The problem is, there are a lot of things in the ground that won’t be checked by One Call, such as Shaw Cable fibre, because the cable company is not a member of the service.
That’s where Rocky Pooke and his Vegreville-based company come in. He founded Alberta 2nd Call Secondary Underground Locating Services Ltd. to address those instances where one call is not enough.
“Back in the 70s or 80s when [One Call] was started, that’s what was in the ground, the basic utilities,” said Pooke. “The problem is, the world has changed and there’s a lot more stuff in the ground now that isn’t registered with One Call. And it isn’t law that it has to be.”
As a trained fireman, master electrician and safety codes officer, safety is of utmost concern for the owner of 2nd Call, which operated separately from Alberta One Call.
While One Call uses its map of reported lines and contacts those companies when needed to go out and mark their underground hazards. Pooke said it’s not always 100 per cent reliable.
“Even though a company may be part of One Call there’s no guarantee they’ve reported all their utilities to the One Call,” he said. “The other issue is just because everything is reported it doesn’t necessarily get marked, because there’s no other check. If it’s not on the map they ain’t checking for it.”
His company got its start after a disturbing incident in 2008. An excavator in the Vegreville area had struck a live wire, and a local utility company was found guilty of negligence for improperly mapping the line – which wasn’t its own. It had been doing a favour, something commonly done then, said Pooke.
A letter was sent to contractors notifying them of the practice, and stating utilities would no longer be marking lines for other agencies – in other words, information on some other lines lurking underground would not be provided if the company that had installed it wasn’t responding to the One Call.
With several trenching and commercial jobs on the go, Pooke decided he couldn’t put his guys in danger and began looking for companies that would look for everything, if One Call wouldn’t be.
All he could find was companies who did locates for One Call, but nobody who went out on their own. So he decided to fill that void with a company of his own, and 2nd Call was born.
His biggest concern was with mismarked lines and abandoned lines, which wouldn’t be reported by a One Call response.
“Abandoned lines are all over Alberta and once utilities abandon line they typically come off the maps,” said Pooke. “Is it possible an abandoned line has enough product in it to hurt or kill you still? Absolutely.
“So there’s still lines out there that could have gas in them, or at least enough gas for a flashover, and there are power lines that are still energized, and we know because we find them and we know they’re down there.”
His company goes out with a transmitter and two people, who walk the area in a grid formation and flag anything their equipment picks up, rather than relying on what comes up on a map. They’re looking for anything locatable, he said.
If it’s possible to distinguish what it is – power, water, sewer, gas – it is marked accordingly, and if something is picked up but unidentified, it’s marked with a neutral colour so excavators know there is an unknown hazard underground, he said.

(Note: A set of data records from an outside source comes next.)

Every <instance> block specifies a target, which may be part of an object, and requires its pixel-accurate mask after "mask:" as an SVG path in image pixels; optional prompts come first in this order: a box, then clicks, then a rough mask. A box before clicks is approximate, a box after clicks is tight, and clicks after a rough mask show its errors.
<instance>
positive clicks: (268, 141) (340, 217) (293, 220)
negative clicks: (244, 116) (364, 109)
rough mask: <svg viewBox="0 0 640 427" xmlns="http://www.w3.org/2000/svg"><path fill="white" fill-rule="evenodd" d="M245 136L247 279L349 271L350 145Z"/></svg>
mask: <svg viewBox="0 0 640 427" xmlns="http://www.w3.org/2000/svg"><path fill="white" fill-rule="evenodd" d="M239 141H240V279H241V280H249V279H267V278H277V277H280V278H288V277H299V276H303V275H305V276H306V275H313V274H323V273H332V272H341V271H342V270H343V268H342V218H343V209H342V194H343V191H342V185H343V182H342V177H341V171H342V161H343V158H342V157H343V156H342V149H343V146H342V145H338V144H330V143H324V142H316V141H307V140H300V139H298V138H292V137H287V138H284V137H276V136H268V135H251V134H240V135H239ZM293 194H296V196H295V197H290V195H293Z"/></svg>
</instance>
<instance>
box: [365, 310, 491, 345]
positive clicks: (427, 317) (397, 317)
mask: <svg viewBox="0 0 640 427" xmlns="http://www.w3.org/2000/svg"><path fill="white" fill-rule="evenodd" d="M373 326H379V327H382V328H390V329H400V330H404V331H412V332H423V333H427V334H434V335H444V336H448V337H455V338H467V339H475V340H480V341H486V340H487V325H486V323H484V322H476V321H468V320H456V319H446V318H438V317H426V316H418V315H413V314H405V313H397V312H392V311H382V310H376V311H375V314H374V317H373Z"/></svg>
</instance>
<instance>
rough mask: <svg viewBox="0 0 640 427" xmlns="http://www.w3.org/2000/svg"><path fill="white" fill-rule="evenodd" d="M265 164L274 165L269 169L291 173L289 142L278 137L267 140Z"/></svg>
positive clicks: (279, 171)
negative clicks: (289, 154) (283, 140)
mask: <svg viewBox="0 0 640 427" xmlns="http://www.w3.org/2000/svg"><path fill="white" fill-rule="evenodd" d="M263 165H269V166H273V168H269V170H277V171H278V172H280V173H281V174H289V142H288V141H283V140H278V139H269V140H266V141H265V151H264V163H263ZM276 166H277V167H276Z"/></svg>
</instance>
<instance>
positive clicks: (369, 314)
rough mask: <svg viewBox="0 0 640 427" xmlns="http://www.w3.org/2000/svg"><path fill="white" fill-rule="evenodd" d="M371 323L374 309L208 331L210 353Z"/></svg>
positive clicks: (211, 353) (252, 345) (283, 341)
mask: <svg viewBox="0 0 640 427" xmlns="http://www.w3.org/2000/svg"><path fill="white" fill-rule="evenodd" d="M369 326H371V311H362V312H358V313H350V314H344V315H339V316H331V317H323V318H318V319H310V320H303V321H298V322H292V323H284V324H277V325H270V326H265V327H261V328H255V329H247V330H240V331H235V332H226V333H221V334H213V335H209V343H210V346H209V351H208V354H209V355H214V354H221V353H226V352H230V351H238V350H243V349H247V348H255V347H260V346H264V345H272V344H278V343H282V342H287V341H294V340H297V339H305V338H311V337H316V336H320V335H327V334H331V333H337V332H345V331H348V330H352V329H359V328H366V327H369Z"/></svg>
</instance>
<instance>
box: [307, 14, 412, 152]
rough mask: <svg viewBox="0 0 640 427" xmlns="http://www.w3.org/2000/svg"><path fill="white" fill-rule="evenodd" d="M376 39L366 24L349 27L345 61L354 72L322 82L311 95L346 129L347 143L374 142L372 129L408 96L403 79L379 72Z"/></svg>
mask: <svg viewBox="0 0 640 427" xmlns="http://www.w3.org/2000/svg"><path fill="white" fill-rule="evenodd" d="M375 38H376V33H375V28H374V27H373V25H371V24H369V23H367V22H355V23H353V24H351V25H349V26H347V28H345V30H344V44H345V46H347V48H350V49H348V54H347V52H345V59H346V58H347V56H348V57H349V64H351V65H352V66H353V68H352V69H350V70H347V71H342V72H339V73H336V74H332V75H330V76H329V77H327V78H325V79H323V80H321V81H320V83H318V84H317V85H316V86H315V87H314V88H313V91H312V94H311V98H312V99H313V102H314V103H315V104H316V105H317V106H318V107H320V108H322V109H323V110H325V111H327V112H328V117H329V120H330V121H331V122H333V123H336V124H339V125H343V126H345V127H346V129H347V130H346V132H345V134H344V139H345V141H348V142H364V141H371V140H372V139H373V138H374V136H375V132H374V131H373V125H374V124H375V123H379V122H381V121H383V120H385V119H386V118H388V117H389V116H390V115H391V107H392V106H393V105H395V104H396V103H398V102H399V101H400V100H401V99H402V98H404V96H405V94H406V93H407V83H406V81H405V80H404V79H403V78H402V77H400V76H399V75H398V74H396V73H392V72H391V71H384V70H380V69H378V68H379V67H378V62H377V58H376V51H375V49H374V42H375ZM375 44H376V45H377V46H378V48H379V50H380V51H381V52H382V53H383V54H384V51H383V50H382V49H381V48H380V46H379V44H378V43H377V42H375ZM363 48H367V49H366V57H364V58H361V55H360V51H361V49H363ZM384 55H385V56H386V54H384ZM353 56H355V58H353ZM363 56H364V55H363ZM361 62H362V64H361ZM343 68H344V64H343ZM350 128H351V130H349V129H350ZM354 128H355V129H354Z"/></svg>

“The One Call is a great first step,” said Pooke. “In my opinion it really should have been called the First Call, because you can't get everything checked for properly with only the first call. You need another call.
“If you do One Call it checks about half the stuff that’s down there. If you do 2nd Call it double-checks the first stuff and checks for the rest of it.”
His interest was piqued after a ruptured gas line northwest of Turner Valley resulted in a fatality Nov. 7.
He said he spoke with Turner Valley RCMP and the fire department to find out whether locates had been done, but it’s unclear whether One Call visited the property.
Alberta One Call did not respond to the Western Wheel’s request for information prior to press deadline.
“My big thing when I was checking it out was – was this preventable?” said Pooke. “People still largely aren’t aware, and they don’t know that two calls should be made – at least.
“We’re way past the need for two calls. This should have been happening 10 to 20 years ago, so we’re behind the eight ball but thankfully we’re here now, it’s just to get the awareness out to everybody and educate them on why they should be doing it.”